Lingaraj Temple – One of the Finest “Purely Hindu” temples
Towering over the city of Bhubaneshwar in the Eastern Indian state of Odisha, is the Lingaraj temple. The temple complex is over 1100 years old, covers an area more than 250,000 square feet and rises 180 feet into the sky.
It is Bhubaneshwar’s main landmark and best-known tourist attraction as well.
History Of Lingaraj Temple
The temple’s name, Lingaraj, translates as “King of Lingam” which is the sacred symbol of Shaivism. The temple is used as a place of worship for the deity Harihara, the combined form of Vishnu and Shiva.

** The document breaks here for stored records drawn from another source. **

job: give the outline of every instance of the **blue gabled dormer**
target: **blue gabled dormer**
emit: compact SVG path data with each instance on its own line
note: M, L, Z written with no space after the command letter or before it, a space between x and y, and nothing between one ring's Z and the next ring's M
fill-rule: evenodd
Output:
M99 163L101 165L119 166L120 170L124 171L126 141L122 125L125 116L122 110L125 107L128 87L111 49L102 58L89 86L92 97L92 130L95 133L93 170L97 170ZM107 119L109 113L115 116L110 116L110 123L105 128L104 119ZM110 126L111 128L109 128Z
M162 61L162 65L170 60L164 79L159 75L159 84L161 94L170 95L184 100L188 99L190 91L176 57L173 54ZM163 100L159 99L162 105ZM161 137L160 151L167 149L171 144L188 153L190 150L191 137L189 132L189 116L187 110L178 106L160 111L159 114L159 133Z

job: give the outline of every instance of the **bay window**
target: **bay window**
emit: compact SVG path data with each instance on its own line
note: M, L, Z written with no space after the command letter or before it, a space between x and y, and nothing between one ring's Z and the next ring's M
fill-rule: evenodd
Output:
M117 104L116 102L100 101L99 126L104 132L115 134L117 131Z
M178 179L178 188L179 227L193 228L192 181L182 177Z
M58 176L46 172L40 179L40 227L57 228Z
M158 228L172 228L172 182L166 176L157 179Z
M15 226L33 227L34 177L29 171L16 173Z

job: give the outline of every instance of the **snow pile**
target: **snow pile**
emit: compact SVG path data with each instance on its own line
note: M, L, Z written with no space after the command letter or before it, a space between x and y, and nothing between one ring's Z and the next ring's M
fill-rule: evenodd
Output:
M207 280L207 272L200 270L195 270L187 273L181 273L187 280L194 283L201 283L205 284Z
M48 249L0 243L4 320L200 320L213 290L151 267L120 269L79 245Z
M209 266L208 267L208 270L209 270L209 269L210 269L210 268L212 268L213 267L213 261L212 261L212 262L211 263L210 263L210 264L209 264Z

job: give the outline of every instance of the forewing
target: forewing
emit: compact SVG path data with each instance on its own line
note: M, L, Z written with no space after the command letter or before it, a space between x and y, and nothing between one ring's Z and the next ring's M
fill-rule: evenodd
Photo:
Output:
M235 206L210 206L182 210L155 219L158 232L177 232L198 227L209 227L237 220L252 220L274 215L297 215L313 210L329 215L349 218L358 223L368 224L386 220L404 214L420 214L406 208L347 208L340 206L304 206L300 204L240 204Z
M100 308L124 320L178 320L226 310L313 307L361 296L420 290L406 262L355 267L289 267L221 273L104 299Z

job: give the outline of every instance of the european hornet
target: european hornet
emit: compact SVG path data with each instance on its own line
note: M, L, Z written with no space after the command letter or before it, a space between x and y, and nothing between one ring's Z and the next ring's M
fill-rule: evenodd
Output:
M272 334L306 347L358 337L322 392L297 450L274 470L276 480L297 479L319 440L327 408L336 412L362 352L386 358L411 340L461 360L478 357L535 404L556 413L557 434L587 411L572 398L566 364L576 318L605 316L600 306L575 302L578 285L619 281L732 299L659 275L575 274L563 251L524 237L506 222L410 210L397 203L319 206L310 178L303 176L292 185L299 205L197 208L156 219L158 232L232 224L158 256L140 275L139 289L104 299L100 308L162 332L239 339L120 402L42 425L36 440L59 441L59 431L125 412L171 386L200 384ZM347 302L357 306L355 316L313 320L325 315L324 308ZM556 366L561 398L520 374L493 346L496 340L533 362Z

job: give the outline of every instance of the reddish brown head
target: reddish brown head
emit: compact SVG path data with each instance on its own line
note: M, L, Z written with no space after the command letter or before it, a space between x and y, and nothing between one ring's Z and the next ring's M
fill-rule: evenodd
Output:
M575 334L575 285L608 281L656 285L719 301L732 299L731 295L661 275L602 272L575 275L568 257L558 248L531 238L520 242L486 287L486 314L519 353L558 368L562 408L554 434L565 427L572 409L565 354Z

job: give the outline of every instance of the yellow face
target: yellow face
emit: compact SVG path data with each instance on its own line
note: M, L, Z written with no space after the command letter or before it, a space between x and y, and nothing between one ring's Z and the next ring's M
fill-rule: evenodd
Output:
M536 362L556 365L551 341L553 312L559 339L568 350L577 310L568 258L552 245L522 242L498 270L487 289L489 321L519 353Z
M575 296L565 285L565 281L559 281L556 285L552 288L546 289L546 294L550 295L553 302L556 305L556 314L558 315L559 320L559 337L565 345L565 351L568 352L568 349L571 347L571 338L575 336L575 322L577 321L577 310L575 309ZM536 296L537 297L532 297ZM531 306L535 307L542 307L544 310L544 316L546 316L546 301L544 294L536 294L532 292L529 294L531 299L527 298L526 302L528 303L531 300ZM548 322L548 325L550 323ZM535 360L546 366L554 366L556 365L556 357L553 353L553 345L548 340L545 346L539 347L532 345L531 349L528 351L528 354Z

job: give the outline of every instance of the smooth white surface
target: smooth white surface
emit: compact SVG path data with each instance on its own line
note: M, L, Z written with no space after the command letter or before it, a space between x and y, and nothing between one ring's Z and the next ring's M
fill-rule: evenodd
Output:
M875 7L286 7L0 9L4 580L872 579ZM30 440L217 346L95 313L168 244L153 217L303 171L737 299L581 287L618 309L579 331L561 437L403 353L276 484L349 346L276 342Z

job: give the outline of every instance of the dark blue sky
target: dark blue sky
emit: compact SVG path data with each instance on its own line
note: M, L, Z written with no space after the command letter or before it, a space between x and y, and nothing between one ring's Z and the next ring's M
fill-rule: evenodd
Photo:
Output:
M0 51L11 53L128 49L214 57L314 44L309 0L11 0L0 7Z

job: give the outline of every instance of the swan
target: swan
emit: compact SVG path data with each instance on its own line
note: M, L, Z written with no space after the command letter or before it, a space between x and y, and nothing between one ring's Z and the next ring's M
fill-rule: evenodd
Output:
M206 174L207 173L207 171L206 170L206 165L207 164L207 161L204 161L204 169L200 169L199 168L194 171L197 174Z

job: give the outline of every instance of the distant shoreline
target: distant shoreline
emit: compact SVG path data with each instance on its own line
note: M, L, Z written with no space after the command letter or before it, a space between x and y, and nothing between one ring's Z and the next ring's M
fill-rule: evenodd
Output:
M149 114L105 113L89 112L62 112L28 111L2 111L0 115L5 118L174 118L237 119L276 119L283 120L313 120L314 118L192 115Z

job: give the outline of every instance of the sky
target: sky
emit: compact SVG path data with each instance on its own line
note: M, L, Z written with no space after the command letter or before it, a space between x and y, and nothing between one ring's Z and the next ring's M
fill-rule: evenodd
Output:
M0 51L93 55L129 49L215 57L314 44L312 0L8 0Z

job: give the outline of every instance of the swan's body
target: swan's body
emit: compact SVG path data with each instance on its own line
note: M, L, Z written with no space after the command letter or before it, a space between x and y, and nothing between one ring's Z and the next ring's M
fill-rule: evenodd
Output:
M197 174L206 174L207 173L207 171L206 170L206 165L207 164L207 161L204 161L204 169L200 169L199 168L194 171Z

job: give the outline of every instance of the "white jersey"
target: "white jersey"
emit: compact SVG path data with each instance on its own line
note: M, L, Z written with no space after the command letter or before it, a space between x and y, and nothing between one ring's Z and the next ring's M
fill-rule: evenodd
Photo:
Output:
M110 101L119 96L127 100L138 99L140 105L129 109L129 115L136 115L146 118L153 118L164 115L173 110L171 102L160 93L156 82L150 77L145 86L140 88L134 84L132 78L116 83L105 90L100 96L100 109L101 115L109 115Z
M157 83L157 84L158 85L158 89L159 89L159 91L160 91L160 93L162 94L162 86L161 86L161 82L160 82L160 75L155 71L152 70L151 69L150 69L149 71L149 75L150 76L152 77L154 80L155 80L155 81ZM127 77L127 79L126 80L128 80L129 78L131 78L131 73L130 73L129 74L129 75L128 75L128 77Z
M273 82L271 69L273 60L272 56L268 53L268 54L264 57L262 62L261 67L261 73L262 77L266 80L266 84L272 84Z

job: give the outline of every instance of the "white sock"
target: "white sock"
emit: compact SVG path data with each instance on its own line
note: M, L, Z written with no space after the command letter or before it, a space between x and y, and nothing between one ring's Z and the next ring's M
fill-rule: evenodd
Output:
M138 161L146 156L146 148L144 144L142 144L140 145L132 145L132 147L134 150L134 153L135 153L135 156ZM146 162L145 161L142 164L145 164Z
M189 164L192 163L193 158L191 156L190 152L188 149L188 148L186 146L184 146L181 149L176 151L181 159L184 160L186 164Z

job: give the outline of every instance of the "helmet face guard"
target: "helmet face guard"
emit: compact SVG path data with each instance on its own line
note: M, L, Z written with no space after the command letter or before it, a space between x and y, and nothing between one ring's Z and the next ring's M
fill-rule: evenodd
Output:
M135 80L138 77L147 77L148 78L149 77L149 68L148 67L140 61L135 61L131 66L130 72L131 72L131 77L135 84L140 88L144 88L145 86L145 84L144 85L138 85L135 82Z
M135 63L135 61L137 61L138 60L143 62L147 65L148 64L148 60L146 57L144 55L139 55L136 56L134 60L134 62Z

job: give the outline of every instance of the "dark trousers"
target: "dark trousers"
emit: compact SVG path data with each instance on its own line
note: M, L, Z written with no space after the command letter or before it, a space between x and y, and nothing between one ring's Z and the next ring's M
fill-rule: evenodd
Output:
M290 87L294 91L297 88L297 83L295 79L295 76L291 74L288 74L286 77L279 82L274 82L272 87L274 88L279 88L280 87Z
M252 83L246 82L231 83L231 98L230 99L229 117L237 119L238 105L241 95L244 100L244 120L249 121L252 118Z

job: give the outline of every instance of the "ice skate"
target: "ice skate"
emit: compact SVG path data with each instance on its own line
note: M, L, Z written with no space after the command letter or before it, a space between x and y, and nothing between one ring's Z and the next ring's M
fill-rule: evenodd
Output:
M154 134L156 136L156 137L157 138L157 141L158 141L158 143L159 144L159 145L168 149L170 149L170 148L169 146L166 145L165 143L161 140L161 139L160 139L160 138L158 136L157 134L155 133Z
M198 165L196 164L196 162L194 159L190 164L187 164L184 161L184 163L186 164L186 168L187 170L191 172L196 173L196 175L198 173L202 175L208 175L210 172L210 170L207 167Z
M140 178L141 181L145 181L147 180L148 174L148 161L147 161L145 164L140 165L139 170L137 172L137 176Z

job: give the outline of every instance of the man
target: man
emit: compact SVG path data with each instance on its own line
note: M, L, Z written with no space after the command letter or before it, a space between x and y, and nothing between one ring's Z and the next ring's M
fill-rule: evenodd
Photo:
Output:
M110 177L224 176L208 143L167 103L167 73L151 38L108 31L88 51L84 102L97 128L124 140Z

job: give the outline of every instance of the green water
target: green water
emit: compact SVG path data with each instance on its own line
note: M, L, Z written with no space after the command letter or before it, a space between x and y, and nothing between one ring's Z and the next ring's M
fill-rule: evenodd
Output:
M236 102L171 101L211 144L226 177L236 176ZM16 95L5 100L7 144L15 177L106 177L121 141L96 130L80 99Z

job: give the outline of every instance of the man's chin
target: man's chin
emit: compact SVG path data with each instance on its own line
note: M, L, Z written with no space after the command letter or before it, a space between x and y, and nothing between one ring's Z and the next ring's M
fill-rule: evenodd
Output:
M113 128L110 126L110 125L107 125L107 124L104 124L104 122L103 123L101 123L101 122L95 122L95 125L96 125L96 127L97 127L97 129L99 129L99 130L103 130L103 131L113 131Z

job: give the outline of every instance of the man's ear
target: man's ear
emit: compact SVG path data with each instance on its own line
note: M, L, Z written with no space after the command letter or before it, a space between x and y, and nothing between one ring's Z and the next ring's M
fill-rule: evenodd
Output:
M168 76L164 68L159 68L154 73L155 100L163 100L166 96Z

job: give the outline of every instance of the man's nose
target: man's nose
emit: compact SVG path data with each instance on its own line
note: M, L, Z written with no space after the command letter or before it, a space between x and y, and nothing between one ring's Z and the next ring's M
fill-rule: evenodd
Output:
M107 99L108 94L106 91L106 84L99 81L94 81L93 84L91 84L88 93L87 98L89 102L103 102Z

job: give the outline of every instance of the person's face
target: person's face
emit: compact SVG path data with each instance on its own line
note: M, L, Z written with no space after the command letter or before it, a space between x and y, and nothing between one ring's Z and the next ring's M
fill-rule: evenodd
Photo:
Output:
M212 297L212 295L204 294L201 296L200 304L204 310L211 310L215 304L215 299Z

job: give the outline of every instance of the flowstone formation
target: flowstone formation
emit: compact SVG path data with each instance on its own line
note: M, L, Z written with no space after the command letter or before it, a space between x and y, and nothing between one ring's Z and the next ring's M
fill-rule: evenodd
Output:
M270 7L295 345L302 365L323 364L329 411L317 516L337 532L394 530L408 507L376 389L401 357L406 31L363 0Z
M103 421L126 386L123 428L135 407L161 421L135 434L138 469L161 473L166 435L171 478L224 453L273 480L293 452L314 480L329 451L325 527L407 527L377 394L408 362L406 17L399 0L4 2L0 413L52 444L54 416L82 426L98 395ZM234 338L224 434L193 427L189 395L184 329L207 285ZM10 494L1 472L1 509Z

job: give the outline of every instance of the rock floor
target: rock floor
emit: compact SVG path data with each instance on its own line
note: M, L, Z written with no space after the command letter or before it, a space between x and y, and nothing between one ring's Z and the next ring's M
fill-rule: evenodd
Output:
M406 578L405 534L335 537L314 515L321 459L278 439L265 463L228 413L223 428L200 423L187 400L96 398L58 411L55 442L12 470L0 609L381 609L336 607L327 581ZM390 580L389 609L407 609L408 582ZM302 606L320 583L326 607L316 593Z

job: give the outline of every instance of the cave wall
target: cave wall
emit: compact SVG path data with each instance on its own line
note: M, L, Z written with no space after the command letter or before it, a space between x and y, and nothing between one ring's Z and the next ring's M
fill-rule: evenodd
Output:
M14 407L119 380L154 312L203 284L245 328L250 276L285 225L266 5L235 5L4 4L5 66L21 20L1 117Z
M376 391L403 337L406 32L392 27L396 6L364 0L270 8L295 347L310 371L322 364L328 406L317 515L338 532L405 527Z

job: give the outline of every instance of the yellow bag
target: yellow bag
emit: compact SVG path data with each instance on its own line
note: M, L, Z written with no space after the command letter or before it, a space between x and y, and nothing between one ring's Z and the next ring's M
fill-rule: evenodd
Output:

The present-day complex can be traced back to the 11th century, but there is evidence to support the idea that the temple was actually built in the 7th century, by Lelat Indra Kesari, who reigned from the year 615 to 657.
Architecture Of Lingaraj Temple
James Fergusson, a noted historian and architect, called this temple “one of the finest examples of purely Hindu temple in India.”
The main temple tower is 180 feet tall and every part of it includes delicate sculptures and carvings and in the complex itself, there are over 150 smaller shrines as well.
The temple faces East and is made of sandstone and laterite. The main temple building, built in the Deula style has four main chambers – the sanctum hall (vimana), assembly hall (jagamohana), festival hall (natamandir) and hall of offerings (bhog-mandap).
The tall tower over the temple lies above the Sanctum hall or vimana.
Religious Significance Of Lingaraj Temple
The temple started off dedicated entirely to Shaivism and the main shrine was a natural rock lingam, called a Swayambhu. Around the 12th century when Vaishnavism became more prominent, the temple was remodelled. Shrines to Garuda, Lakshmi Narayan and Jagannath were installed.
The temple jointly dedicated to Vishnu and Shiva was one of the first of its kind, and the deity known as Harihara rose to prominence from this. Lingaraj became known by that name.
Lingaraj Temple Staff
The priests at Lingaraj temple come from two groups – Brahman Nijog, and Badu Nijog. The Badu Nijog are servant staff whose lineage and history can’t be fully ascertained.
The temple itself, given its age and historical significance, is run by the Temple Trust Board of India and the Archaeological Survey of India.
The temple gets around 6,000 visitors a day, but at its peak, such as during the festival of Shivratri, this can rise up to around 200,000!